Sur cette charte, Roger de Clères semble affilié à Osbern de Cailly puisqu’il est surnommé fitz Osbern. On sait également que Roger était vassal des seigneurs de Tosny (Conches-en-Ouche (27)) et qu’il a dû intervenir lors d’affrontements entre les Tosny et leur voisin Onfroy de Veuille. Par vengeance, Roger tuera Robert le fils cadet d’Onfroy et frère de Roger de Beaumont (qui donnera son nom à Beaumont-le-Roger).
Le château de Clères devait alors être un château à motte comme de nombreux châteaux en Normandie à cette époque. Il s’agit d’un monticule de terre surmonté d’une tour et d’une palissade, le tout cerné de fossés. Cette motte était souvent adjacente à une cour elle-même entourée d’un système de talus et fossés.
Quelques éléments architecturaux apportent toutefois la preuve d’une reconstruction en pierres. En effet, d’après l’abbé Cochet, archéologue et préhistorien normand, les caves situées sous le château à voûte en berceau dateraient du XIIIe siècle. Une transformation de nombreux châteaux normands en pierre devient la règle à partir d’Henri 1er Beauclerc (roi d’Angleterre et duc de Normandie - 1100-1135). Le successeur de Guillaume le Conquérant cherche à jalonner son territoire de puissants châteaux pour faire front face aux Français.
La cour du château de Clères est jusqu’en 1860 entourée de fossés et de bâtiments. C’est le comte de Béarn qui, héritant du domaine, décide de restaurer l’ensemble, de démolir les bâtiments communs qui clôturent la cour vers le sud et de combler les fossés. Un travail titanesque qui donne forme au parc que l’on connaît aujourd’hui. Pour passer les fossés, trois entrées protégées existaient dont deux ponts levis dont les traces sont encore présentes dans la façade du corps de logis et de la cohue.
Ce que l’on appelle la cohue est un édifice en silex et grès de forme quadrangulaire très massif rappelant certains bâtiments médiévaux.
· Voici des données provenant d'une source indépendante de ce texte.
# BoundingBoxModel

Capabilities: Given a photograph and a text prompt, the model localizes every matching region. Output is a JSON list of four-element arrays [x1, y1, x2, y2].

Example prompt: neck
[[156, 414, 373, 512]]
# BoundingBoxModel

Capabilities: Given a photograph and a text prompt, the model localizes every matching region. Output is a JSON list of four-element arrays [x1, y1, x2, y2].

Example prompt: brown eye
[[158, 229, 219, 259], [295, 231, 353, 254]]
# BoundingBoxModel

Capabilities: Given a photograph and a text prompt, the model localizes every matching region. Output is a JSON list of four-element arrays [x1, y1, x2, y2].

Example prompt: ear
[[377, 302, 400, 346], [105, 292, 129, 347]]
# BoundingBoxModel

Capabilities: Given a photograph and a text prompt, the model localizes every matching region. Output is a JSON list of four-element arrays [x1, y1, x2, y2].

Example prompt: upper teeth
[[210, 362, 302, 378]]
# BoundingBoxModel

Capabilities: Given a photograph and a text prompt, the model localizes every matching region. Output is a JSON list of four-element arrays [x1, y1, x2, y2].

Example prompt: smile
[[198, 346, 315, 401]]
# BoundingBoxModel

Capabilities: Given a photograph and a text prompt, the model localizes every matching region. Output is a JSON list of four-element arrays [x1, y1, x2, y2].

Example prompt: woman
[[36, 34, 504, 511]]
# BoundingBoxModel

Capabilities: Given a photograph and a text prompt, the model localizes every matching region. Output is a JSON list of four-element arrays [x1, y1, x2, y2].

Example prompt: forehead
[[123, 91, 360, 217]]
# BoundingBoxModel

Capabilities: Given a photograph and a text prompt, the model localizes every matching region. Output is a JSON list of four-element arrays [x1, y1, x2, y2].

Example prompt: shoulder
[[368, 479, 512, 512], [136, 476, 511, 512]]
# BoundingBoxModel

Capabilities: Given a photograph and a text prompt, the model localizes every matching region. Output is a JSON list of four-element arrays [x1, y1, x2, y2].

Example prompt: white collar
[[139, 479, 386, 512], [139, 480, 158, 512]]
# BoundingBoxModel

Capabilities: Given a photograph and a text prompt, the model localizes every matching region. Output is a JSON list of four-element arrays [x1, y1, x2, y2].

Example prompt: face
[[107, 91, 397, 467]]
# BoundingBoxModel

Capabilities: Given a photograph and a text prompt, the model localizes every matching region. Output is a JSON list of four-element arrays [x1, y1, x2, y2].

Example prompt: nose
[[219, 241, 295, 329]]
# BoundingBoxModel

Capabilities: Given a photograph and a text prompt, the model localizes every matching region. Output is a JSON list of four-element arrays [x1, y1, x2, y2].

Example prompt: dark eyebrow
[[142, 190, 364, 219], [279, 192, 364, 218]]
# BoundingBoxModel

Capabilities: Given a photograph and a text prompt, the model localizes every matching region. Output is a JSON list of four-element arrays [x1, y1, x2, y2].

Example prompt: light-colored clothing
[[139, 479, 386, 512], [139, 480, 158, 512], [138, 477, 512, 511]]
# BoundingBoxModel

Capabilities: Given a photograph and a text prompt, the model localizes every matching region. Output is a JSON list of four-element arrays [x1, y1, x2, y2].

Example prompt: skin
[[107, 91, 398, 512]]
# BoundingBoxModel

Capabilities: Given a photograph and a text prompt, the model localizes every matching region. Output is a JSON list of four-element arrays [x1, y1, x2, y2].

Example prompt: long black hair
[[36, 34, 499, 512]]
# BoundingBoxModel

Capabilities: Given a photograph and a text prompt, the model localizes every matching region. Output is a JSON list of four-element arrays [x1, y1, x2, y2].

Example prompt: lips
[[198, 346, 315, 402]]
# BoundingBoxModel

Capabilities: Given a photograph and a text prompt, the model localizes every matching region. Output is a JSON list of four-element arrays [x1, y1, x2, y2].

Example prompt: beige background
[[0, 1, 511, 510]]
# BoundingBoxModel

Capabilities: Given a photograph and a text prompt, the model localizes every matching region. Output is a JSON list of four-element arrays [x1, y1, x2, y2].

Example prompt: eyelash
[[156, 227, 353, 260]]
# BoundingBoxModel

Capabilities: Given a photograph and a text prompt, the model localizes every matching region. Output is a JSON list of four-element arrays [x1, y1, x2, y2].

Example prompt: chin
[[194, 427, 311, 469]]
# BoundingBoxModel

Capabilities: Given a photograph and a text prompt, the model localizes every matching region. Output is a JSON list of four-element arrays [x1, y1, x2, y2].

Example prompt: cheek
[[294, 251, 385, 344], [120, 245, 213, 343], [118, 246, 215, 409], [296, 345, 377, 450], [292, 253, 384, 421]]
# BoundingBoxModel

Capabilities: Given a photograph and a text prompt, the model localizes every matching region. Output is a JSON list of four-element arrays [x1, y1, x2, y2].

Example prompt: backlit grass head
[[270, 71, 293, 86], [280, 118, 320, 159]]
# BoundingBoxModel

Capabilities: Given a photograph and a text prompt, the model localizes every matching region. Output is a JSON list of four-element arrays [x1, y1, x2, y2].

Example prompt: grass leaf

Une étude dendrochronologique* réalisée en décembre 2020 date les bois de la charpente de l’automne-hiver 1502-1503, il s’agirait là d’une restauration de l’édifice. La « cohue » a dû remplacer la vieille fortification abandonnée peu à peu. Il est dit que l’on y rendait la justice. Les fenêtres y ont été percées à partir du 16e siècle.
* La dendrochronologie est la datation des bois en analysant les anneaux de croissance des arbres.